Falsche Installationen können fatale Folgen haben.
Elektroleerverrohrung
Leerverrohrungen sind die Schläuche, die in Wandelementen
oder in Bodenaufbauten eingebaut werden. Zu einem späteren
Zeitpunkt zieht der Elektriker die Drähte oder
Kabel in diese Schläuche ein.
Energiekennzahl
Die Energiekennzahl gibt Auskunft darüber, welchen
Heizwärmebedarf Ihr Haus hat. Grundsätzlich
bedeutet kleine Zahl wenig Wärmebedarf. Bei der
Ermittlung der Energiekennzahl wird der Jahresheizwärmebedarf
(die Einheit ist kWh/M2A) bezogen auf die Bruttogeschoßfläche
beschrieben.
EPS Platte
EPS bedeutet "expandierter Polystyrol-Partikelschaumstoff"
besser bekannt als „Styropor“ und wird in
verschiedenen Produktarten angeboten z.B. EPS-F Fassadendämmplatte
oder EPS-T Trittschalldämmplatte. Für diese
EPS-Dämmstoffe liegt seit 1994 eine umfassende
"Lebenswegbilanz" vor, welche sämtliche
Aspekte von der Produktherstellung bis zur Entsorgung
von Abfällen berücksichtigt und die im Vergleich
zu anderen Dämmstoffen ganz hervorragend abschneidet.

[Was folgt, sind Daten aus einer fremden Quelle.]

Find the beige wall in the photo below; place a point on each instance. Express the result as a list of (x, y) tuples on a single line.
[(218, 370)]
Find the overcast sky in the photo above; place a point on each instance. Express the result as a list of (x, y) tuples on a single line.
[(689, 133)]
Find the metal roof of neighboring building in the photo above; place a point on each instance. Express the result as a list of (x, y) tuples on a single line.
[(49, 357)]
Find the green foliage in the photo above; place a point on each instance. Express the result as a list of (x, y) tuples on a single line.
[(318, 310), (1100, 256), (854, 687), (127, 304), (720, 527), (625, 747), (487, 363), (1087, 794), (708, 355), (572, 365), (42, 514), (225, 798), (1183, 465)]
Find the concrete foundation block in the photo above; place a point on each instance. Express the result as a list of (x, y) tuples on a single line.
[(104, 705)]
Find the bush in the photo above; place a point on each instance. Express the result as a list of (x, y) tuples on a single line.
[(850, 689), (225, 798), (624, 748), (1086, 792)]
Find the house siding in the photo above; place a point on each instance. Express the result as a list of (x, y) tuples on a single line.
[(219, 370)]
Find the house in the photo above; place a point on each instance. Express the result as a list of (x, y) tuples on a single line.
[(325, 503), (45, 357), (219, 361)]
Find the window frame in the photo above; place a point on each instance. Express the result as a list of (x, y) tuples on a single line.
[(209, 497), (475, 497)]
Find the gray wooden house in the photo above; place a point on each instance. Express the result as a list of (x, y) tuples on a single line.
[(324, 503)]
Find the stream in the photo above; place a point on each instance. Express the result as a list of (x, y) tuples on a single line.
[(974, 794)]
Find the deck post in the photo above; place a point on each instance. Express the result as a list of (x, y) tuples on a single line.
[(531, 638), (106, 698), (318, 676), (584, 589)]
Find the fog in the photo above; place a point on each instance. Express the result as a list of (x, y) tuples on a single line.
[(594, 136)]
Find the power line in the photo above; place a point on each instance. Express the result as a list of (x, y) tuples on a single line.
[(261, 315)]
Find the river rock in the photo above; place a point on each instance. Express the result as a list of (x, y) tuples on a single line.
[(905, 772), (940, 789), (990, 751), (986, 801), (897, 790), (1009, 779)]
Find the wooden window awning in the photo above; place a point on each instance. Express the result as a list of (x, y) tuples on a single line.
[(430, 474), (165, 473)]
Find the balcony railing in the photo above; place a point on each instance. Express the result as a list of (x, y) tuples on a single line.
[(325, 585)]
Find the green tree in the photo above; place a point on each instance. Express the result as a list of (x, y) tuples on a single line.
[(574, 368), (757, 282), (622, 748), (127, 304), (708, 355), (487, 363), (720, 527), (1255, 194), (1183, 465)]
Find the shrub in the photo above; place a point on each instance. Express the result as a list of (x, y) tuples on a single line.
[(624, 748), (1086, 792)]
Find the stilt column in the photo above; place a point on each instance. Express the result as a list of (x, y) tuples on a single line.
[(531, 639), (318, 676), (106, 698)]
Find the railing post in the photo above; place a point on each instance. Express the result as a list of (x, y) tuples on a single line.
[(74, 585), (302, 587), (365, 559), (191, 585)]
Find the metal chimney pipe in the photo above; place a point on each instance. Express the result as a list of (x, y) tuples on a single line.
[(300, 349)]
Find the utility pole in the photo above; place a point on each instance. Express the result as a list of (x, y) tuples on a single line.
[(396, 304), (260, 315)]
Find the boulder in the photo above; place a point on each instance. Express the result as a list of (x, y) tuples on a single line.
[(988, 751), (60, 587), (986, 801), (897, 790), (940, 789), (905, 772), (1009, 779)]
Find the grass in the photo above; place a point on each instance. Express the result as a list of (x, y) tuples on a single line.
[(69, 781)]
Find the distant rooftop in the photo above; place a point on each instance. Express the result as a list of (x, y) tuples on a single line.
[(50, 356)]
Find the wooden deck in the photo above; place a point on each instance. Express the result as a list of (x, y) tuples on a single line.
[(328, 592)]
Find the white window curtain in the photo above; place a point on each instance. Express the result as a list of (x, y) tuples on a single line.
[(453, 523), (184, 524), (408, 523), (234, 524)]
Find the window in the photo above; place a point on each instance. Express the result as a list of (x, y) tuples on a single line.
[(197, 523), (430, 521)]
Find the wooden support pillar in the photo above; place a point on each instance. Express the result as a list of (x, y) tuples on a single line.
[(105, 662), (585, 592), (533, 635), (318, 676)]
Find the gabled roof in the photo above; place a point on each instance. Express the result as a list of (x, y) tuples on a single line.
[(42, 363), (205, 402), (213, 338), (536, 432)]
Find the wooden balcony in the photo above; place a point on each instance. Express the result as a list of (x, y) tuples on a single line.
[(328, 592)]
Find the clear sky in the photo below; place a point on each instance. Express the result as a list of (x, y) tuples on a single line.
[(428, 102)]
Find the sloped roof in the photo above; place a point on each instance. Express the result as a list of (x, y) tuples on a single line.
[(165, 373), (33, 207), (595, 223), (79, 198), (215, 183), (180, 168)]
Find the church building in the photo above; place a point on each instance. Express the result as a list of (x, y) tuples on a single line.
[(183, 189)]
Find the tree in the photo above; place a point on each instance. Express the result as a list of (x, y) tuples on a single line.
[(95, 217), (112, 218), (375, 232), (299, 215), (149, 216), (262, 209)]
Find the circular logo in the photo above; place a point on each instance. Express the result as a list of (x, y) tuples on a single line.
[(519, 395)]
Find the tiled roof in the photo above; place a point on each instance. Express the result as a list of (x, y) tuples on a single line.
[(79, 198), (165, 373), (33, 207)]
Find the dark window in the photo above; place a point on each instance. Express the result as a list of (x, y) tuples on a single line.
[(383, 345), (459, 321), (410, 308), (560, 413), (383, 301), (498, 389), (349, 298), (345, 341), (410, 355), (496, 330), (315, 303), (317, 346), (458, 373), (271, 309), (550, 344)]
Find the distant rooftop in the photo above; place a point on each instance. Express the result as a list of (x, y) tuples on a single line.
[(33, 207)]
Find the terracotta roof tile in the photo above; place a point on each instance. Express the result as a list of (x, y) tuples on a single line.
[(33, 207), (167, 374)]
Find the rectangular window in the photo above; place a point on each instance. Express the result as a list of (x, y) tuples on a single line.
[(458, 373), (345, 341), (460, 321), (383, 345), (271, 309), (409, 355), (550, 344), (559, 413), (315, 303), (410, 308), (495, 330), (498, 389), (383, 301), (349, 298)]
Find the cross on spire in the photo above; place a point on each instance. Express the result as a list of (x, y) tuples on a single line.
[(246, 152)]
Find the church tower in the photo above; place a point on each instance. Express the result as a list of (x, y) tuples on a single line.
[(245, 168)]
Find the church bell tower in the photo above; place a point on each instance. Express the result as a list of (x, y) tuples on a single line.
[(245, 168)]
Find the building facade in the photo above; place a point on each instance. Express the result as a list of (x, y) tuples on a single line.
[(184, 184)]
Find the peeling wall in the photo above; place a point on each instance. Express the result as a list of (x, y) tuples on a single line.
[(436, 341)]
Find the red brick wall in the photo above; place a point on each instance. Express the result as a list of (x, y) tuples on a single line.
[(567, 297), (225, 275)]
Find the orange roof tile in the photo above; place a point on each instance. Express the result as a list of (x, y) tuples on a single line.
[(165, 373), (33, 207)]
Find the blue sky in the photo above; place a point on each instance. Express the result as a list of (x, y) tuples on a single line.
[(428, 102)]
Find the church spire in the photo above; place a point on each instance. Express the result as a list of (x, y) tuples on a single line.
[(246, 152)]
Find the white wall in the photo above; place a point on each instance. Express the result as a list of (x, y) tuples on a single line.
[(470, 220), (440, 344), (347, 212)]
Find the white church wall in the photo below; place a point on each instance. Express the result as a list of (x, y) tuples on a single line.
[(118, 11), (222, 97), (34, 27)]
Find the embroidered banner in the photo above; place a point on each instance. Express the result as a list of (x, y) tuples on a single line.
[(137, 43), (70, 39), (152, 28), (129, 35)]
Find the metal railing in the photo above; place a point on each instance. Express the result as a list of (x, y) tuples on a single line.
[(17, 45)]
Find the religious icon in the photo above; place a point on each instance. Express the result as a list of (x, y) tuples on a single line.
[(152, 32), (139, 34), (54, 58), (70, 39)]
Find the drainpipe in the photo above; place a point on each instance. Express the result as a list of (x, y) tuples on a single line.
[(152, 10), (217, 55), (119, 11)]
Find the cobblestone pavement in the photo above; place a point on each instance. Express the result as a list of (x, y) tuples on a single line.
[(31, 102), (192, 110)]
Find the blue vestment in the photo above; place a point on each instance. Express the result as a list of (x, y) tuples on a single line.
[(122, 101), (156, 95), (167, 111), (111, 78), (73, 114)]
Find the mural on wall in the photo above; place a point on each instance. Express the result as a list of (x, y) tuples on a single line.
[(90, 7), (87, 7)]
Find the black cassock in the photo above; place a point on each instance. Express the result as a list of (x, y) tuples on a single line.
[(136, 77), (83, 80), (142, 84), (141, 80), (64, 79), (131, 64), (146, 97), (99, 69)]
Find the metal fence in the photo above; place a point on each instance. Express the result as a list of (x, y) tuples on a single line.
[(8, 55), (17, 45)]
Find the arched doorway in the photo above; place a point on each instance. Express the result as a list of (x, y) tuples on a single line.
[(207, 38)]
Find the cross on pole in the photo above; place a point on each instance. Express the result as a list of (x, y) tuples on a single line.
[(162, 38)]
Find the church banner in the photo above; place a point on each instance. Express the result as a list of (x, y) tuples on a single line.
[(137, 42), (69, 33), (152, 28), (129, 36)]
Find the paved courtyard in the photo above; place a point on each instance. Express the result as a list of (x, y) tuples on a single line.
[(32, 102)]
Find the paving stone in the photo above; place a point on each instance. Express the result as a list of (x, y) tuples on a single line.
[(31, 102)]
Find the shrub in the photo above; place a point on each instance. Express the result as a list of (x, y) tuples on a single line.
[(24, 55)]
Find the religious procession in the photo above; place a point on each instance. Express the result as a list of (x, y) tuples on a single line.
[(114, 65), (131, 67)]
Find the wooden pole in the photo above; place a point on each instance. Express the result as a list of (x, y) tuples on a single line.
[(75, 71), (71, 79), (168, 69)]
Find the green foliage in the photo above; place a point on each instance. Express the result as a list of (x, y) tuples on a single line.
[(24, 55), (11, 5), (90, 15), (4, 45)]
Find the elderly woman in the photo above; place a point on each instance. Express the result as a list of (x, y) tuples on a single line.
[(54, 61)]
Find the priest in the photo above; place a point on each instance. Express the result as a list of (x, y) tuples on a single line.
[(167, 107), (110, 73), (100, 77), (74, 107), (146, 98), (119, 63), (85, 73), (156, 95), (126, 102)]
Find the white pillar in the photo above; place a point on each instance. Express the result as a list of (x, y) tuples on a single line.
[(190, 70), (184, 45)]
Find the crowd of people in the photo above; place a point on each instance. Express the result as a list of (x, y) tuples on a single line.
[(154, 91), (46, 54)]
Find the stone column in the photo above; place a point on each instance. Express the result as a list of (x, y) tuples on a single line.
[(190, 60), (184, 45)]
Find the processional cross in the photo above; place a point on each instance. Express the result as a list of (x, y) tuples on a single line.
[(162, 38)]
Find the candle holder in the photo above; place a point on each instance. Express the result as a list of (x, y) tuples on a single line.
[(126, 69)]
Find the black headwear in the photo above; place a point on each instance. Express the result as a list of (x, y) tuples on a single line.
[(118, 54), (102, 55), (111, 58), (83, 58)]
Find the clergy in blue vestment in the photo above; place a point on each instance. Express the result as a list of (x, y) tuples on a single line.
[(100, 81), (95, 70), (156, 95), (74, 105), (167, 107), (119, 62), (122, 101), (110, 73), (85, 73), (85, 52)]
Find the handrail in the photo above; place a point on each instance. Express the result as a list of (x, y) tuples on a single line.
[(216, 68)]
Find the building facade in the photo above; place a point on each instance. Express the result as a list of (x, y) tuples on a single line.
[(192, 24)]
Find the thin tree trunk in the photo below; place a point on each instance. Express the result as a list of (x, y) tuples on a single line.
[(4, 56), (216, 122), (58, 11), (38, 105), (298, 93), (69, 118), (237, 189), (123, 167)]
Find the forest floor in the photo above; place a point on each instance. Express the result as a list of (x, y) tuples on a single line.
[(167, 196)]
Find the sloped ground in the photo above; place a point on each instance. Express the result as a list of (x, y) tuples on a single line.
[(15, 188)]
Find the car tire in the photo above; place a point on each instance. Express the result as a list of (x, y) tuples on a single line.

EPS-Dämmstoffe lassen sich sowohl rückstandsfrei
recyceln als auch entsorgen. Nähere Infos EPS-Dämmstoffen
unter www.gph.at bei der Güteschutzgemeinschaft
Polystyrol-Hartschaum.
Erker
Erker ist ein eingeschossig in Form und Proportion an
das Haus angepasster Zubau, der meist zur Erweiterung
des Wohnraumes dient.
Estrich
Als Estrich bezeichnet man den Bauteil, der den späteren
Bodenbelag (Parkett, Fliesen, etc.) trägt. Man
unterscheidet grundsätzlich zwischen Trocken-,
Flies- und dem wesentlich höherwertigen Betonestrich.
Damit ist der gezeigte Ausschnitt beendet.